History

United Kingdom
- Name: Beejapore
- Namesake: Beejapore, India
- Owner: Willis & Company
- Launched: 1851
- Identification: Official Number: 24022
- Fate: Lost 1863

General characteristics
- Class & type: Full-rigged ship

= Beejapore (1851) =

The Beejapore was a 1,676 ton full-rigged clipper built at Saint John, New Brunswick in 1851.

==Construction and design==
She and her sister ship Marco Polo measured 184 ft in length, with a beam of 36 ft, and draught of 29 ft. She displaced 1,676 tons and had three decks.

==Emigrant ship==
Under the command of John L. McLay, Beejapore departed England in 1851 arriving in New York City on 19 November 1851. Transporting passengers she left Liverpool on 12 October 1852 and arrived in Port Jackson, Australia on 6 January 1853, with the ship being placed in quarantine due to an outbreak of measles on board.

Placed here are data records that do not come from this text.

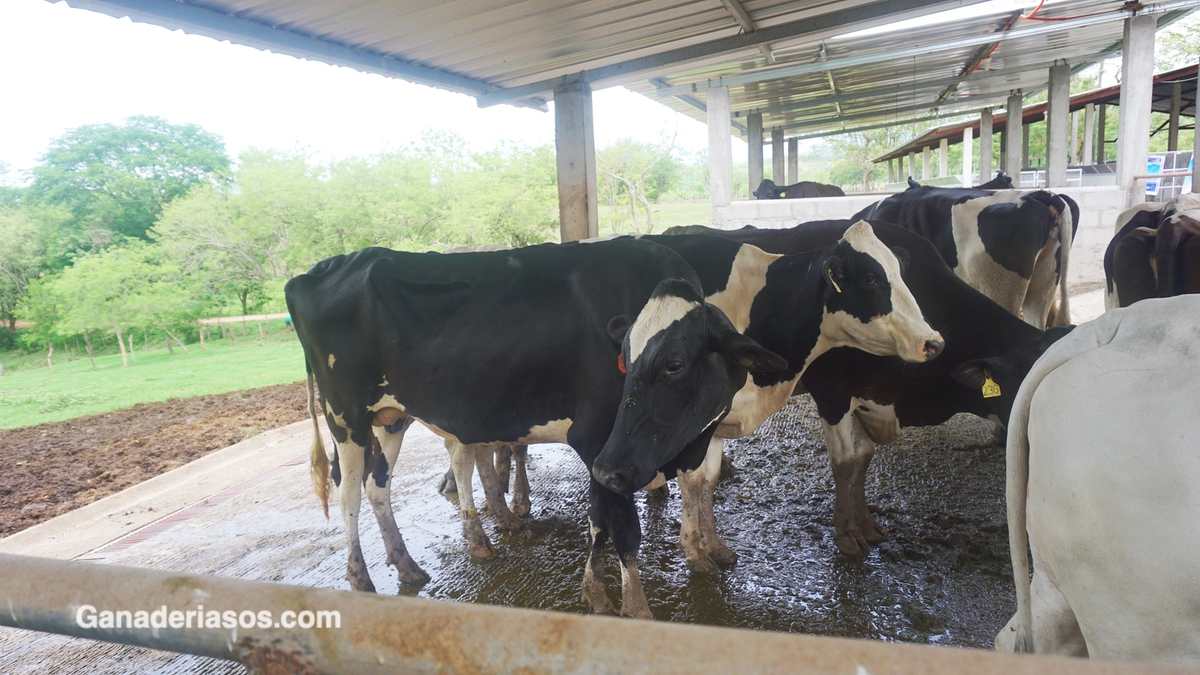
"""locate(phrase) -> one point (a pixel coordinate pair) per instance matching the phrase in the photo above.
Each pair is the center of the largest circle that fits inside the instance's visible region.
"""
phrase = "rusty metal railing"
(397, 634)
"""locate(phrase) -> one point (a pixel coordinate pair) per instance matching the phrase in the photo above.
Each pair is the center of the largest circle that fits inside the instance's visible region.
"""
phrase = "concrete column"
(985, 147)
(576, 155)
(1089, 133)
(720, 153)
(1013, 137)
(793, 161)
(1057, 125)
(754, 138)
(777, 155)
(966, 157)
(1133, 135)
(1173, 129)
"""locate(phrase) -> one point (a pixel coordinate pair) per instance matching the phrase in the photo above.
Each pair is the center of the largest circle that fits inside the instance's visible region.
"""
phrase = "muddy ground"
(52, 469)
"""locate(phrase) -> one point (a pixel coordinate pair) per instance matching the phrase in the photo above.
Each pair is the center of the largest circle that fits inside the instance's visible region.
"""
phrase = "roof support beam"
(924, 49)
(815, 28)
(201, 21)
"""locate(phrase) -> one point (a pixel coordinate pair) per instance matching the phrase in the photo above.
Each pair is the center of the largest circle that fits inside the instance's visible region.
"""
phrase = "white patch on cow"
(553, 431)
(655, 317)
(748, 278)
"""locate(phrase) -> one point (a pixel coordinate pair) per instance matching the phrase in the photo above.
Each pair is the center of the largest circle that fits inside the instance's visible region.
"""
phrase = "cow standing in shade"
(513, 347)
(864, 400)
(1013, 245)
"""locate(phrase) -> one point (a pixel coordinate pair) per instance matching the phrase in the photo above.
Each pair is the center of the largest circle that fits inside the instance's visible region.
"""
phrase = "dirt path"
(52, 469)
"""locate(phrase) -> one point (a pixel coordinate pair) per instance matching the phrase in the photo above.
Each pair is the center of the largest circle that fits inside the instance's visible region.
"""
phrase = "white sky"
(63, 67)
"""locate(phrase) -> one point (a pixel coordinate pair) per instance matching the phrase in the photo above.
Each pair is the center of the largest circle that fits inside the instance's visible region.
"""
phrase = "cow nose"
(617, 479)
(934, 347)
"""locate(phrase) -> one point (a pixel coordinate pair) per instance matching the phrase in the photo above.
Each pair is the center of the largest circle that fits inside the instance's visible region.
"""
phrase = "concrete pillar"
(720, 153)
(966, 157)
(1173, 129)
(576, 155)
(1057, 125)
(777, 155)
(1089, 133)
(754, 138)
(1133, 135)
(793, 161)
(985, 147)
(1013, 137)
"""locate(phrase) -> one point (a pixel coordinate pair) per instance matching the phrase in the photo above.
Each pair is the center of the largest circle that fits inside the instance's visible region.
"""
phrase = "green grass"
(36, 395)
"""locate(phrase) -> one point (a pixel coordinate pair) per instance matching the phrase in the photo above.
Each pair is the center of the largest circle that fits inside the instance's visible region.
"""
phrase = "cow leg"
(503, 466)
(521, 503)
(462, 463)
(485, 458)
(351, 458)
(703, 549)
(379, 495)
(595, 581)
(850, 454)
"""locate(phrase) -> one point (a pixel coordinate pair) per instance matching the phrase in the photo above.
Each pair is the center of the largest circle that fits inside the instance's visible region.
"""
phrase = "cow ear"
(750, 354)
(618, 326)
(976, 372)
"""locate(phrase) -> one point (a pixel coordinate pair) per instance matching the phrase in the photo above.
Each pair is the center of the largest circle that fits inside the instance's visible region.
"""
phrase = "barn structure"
(798, 69)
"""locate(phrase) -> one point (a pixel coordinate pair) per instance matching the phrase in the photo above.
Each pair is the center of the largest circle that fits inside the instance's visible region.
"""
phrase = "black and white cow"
(1155, 252)
(802, 190)
(514, 347)
(1013, 245)
(865, 399)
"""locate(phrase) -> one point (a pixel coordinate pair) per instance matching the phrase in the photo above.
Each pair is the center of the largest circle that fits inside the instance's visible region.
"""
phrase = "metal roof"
(1161, 102)
(933, 70)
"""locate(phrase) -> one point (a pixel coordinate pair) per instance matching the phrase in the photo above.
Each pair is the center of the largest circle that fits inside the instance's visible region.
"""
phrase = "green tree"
(115, 179)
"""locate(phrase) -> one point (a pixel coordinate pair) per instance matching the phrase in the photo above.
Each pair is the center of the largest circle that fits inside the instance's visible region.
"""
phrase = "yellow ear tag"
(990, 389)
(829, 274)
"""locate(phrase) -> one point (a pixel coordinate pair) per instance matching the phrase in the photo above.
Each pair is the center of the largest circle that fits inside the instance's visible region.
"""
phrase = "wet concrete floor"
(941, 577)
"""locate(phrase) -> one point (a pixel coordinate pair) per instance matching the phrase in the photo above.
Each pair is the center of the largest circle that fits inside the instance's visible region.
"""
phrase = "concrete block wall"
(1098, 209)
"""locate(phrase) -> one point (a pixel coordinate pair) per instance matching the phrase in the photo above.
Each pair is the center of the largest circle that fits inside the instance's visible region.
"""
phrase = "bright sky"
(63, 67)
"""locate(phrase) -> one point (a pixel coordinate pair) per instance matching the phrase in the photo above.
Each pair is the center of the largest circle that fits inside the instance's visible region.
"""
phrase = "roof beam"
(923, 49)
(201, 21)
(821, 25)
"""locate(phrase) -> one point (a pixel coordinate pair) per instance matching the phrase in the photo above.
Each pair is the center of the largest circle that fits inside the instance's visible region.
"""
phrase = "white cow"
(1104, 476)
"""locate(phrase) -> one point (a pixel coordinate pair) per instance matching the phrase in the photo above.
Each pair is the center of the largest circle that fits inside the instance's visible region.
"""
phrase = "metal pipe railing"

During the voyage 56 emigrants were buried at sea - 55 of them children or infants. She left Port Jackson on 18 March and headed for Callao, Peru.

She made another voyage in 1857 to Sydney and another in 1863 to Keppel Bay near Yeppoon and Moreton Bay near Brisbane in Queensland.

==Fate==
While on the 1863 voyage from Keppel Bay to Callao she was lost.